PACE A Partnership for an Advanced Computing Environment

September 29, 2012

Joe Cluster Status

Filed under: tech support — Tags: — Semir Sarajlic @ 8:08 pm

Around 8, 8:30pm on September 28, 2012, a power event took down the TSRB data center, knocking a significant fraction of the Joe cluster offline.

With assistance from Operations, we are now bringing these nodes online after determining that several of the management switches for these nodes did not recover from the event gracefully. As these switches control our ability to manage the nodes, we had to wait until the switches were available to bring nodes online, now at about 4pm on September 29, 2012.

Jobs that were running on these nodes (iw-a2-* and iw-a3-*) at the time of the outage may have terminated abnormally. Jobs scheduled but not running should be fine.
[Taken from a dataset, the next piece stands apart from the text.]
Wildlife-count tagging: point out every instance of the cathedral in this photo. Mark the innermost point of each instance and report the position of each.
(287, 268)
UPDATE @ 4:40pm, 2012-09-29: All nodes are online.

September 25, 2012

New and Updated Software: GCC, Maxima, OpenCV, Boost, ncbi_blast

Filed under: tech support — Semir Sarajlic @ 4:17 pm

Software Installation and Updates

We have had several requests for new or updated software since the last post on August 14.
Here are the details about the updates.
All of this software is installed on RHEL6 clusters (including force-6, uranus-6, ece, math, apurimac, joe-6, etc.)

GCC 4.7.2

The GNU Compiler Collection (GCC) includes compilers for many languages (C, C++, Fortran, Java, and Go).
This latest version of GCC supports advanced optimizations for the latest compute nodes in PACE.

Here is how to use it:

$ module load gcc/4.7.2
$ gcc <source.c>
$ gfortran <source.f>
$ g++ <source.cpp>

Versions of GCC already installed on RHEL6 cluster are gcc/4.4.5, gcc/4.6.2, and gcc/4.7.0

Maxima 5.28.0

Maxima is a system for the manipulation of symbolic and numerical expressions, including differentiation, integration, Taylor series, Laplace transforms, ordinary differential equations, systems of linear equations, polynomials, and sets, lists, vectors, matrices, and tensors. Maxima yields high precision numeric results by using exact fractions, arbitrary precision integers, and variable precision floating point numbers. Maxima can plot functions and data in two and three dimensions.

Here is how to use it:

$ module load clisp/2.49.0 maxima/5.28.0
$ maxima
#If you have X-Forwarding turned on, "xmaxima" will display a GUI with a tutorial
$ xmaxima

OpenCV 2.4.2

OpenCV (Open Source Computer Vision) is a library of programming functions for real time computer vision.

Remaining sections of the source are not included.